少年が階段を下りて見上げながら、「あれは何」と尋ねる。何を言っているのか分からないので同じ方を見上げると天窓だった。
情景が想像できないのではなかろうか。私が仕事場として借りている家は大正時代に建てられたもので、付け足した安普請を除けば、堂々としたものである。しっかりした柱ばかりだし、正目で美しいものが多い。もともと所有者が材木屋だったことに関連しそうだ。
玄関から土間を二間ほど入ると、吹き抜けになっており、見上げると立派な梁が組まれている。高山の町家で見かける様式だが、近ごろ八幡では珍しいように思う。
例え旧家で残っているとしても、暖房が思うようにいかないので天井を張ってしまったところが多いと聞いている。
吹き抜けの南北に上下二階の部屋を作っている。それぞれが十四五畳あり、結構広い。二階の部屋を繋ぐのに渡り廊下をつけ、明り取りに障子で仕切っているのもなかなか洒落ている。いわゆる大正モダンというやつか。
窓がはめ殺しになっている。隣に家が建ったので役に立たなくなったのだろう。町家ではよくあることで、我が家でも西側が開かずの窓になっている。明かりがとれなくなったので屋根に天窓を作ったように見える。今やこのように天窓が働いている家は殆どあるまい。

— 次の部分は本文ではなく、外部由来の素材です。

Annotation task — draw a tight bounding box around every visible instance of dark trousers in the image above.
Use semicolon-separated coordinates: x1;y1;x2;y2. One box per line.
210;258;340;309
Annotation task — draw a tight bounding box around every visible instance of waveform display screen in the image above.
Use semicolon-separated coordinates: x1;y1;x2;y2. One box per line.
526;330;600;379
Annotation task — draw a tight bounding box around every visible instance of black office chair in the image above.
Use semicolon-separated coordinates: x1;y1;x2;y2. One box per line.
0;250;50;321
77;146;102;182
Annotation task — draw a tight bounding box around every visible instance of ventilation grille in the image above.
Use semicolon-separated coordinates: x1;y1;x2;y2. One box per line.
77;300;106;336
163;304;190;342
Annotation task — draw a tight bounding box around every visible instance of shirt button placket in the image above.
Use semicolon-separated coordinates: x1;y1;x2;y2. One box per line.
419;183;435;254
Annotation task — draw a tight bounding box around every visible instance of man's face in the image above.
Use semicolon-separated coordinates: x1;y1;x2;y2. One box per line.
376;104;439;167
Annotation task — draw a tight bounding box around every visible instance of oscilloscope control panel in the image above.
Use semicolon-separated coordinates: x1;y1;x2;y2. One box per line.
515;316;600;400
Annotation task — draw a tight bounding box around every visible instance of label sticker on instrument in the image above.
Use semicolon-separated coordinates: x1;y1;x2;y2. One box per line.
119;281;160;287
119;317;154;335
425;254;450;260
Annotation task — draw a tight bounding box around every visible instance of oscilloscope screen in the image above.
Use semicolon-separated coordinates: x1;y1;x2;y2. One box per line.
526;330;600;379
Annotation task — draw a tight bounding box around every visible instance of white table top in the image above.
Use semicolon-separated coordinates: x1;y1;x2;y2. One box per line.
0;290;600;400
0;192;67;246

ただここ十年ばかり、ここから雨漏りする。ちょうど通路に落ちるので、見上げて確かめることがある。高いところからポトリ、ポトリと水が漏れて跳ねる。つけた当時はしっかり水対策をしていただろうが、周囲が朽ちていまい、隙間に水が滲みるのだろう。
山間地では風の強いことが稀なので屋根を重くする必要はなく、雪対策のためトタン板を張りむしろ軽くする。
私がここで住み始めた頃は、それこそどこでもチャンを塗っていた。重い瓦を葺くのは寺などだけで、よほど裕福な家でもトタン板が多かった。近ごろ軽い瓦ができたからか、瓦葺が増えているように見える。
彼はその天窓が白いので気になったのだろうか。切妻の南側に開けてあるので、雪が解けるのが早い。それでも白いのは根雪になっていたからだろう。
去年の秋辺りに屋根を確認してもらっており、雨漏りは減っている。当然厚いガラスをはめているだろうが、雪の重みが心配なのでよく見上げる。
彼が天窓をみつけ、雪で白くなっているのを不審に感じる感性が、私にとっても新鮮だった。見上げるのは夜が多いので、普段は暗い印象である。見慣れてしまったものには中々感慨が湧かないけれども、新鮮な感性を持つ者と共に見るだけで面白みが出てくるのは不思議だ。